Who’s at fault? Everyone knows: It’s never the person who doesn’t watch my TV show.

III.
I’m writing this up because I continue to be surprised and confused by the Meditator’s inability to listen to us non-meditators and trust that we’d tried it, decided against it, and found our own way. I watch plenty of other TV shows. They’re also entertaining and important to me.

I’m on Twitter a lot, and more and more these days (probably as people continue to get impassioned about presidential candidates), I feel like Twitter is a feed of people insisting you watch their TV show.
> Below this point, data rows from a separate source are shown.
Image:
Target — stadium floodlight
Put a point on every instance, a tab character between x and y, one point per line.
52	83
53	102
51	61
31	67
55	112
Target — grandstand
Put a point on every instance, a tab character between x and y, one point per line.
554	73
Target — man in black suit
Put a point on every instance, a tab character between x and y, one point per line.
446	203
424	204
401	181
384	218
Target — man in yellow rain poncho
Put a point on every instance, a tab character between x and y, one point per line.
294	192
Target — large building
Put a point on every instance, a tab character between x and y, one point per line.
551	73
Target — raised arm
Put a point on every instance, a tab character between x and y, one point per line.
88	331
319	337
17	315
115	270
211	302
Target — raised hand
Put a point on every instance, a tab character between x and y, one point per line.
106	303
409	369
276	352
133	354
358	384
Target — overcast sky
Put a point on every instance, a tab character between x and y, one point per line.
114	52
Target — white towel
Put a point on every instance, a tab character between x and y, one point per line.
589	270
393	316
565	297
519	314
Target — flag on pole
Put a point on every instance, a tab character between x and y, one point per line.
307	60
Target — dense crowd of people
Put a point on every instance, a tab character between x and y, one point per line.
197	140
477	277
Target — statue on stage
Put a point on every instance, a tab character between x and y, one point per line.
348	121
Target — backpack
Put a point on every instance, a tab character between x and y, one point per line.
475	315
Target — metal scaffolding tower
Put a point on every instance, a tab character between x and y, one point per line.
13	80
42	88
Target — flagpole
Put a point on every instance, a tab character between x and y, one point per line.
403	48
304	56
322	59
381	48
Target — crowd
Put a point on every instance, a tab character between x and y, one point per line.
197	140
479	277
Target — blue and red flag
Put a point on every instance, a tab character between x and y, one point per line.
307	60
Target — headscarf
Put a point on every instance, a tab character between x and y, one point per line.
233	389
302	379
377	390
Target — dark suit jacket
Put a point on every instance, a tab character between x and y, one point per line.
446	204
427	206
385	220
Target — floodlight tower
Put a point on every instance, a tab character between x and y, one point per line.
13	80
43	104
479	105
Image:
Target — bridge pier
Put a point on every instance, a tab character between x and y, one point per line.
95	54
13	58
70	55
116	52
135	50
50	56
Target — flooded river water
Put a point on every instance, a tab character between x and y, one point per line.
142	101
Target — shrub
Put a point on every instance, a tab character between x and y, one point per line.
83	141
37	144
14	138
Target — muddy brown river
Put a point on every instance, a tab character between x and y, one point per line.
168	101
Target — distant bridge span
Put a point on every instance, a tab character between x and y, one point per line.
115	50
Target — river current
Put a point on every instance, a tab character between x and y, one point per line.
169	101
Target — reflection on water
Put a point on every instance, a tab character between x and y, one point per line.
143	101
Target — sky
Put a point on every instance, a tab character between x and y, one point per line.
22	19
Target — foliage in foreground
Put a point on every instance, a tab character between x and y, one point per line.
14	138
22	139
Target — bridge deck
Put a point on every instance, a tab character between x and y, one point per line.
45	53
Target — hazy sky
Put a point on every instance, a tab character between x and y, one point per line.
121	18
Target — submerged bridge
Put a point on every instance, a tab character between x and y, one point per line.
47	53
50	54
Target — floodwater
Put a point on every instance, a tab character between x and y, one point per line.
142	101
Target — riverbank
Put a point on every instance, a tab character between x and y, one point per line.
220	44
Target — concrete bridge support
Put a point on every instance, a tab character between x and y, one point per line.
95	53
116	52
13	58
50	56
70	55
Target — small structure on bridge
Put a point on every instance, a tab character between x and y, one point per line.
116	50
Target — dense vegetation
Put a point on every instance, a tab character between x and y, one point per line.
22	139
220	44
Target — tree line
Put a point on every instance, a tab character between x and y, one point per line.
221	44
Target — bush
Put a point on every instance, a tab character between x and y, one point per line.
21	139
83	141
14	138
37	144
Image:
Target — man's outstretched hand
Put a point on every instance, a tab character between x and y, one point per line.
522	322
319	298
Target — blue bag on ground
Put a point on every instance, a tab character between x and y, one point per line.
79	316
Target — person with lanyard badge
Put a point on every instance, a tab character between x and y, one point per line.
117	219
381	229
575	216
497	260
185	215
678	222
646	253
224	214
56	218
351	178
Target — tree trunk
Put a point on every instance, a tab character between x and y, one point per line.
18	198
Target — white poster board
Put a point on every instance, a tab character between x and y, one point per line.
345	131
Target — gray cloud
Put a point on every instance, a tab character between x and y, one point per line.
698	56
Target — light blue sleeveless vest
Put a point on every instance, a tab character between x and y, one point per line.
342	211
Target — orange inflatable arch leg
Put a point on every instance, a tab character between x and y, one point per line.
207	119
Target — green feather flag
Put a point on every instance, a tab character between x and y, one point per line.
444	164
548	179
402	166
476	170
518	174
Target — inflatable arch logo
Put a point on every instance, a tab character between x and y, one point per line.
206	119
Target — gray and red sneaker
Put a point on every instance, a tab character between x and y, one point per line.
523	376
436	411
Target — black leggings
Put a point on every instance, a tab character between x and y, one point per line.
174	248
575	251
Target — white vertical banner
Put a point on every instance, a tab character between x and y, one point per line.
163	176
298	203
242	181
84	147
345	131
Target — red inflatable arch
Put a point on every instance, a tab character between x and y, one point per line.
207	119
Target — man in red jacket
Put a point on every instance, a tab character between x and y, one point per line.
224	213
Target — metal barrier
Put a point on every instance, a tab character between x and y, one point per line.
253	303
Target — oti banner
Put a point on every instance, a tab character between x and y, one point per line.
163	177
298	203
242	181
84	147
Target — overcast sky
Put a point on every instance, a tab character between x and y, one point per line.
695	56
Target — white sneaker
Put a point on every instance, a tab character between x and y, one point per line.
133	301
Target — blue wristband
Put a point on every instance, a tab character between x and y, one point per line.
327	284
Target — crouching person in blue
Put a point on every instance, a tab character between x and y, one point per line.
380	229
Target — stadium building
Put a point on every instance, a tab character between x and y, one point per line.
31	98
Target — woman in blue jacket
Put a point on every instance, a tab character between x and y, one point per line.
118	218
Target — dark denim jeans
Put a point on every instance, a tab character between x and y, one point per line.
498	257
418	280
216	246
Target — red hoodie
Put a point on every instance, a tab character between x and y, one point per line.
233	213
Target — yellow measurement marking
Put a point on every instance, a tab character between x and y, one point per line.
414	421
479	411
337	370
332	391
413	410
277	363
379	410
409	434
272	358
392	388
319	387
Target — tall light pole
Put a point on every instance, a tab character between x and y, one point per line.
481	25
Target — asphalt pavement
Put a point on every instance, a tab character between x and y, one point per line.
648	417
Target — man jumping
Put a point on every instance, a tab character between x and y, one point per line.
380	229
Or no, it’s more than an insistence. It’s that your life is lesser than theirs, that you yourself are lesser than they, because you don’t watch their TV show. It might be a specific kind of logical fallacy: Because this worked for me it must also work for you. It requires from the believer a certain lack of imagination. Or a certain belief in other people.

A lot of people on Twitter want me to watch the “Hillary 2016” show, and when I say that I don’t watch that TV show, this results in the onset of an argument about how I’m watching the wrong show. I’m not watching the wrong show. I know myself better than you do, and I know that “Bernie 2016” is the TV show it’s important for me to watch. I don’t recommend it to everyone, and I can’t fault you for watching your own show.

Actually, what’s happening is that people want me to watch the “This election is important and that importance is happening here online” show. But that’s a show I have no interest in watching.

One thought on “Don’t Make Me Watch Your TV Show”

  1. Thanks for writing this. The topic is something I think about a lot, thanks to Twitter. I remember Twitter-discussing the movie Gravity with someone who belittled my intellect because I liked the movie and interpreted it in a way that he didn’t agree with. As if proving his own intellectual worth meant insisting on correctness rather than participating in thoughtful dialogue.

    It also came up yesterday with this tweet about Garry Shandling from the NY Post restaurant critic. The subtext being, “I am so confident in the rightness of my opinion that the reason the majority of other people don’t share it is that they are the victims of media brainwashing.”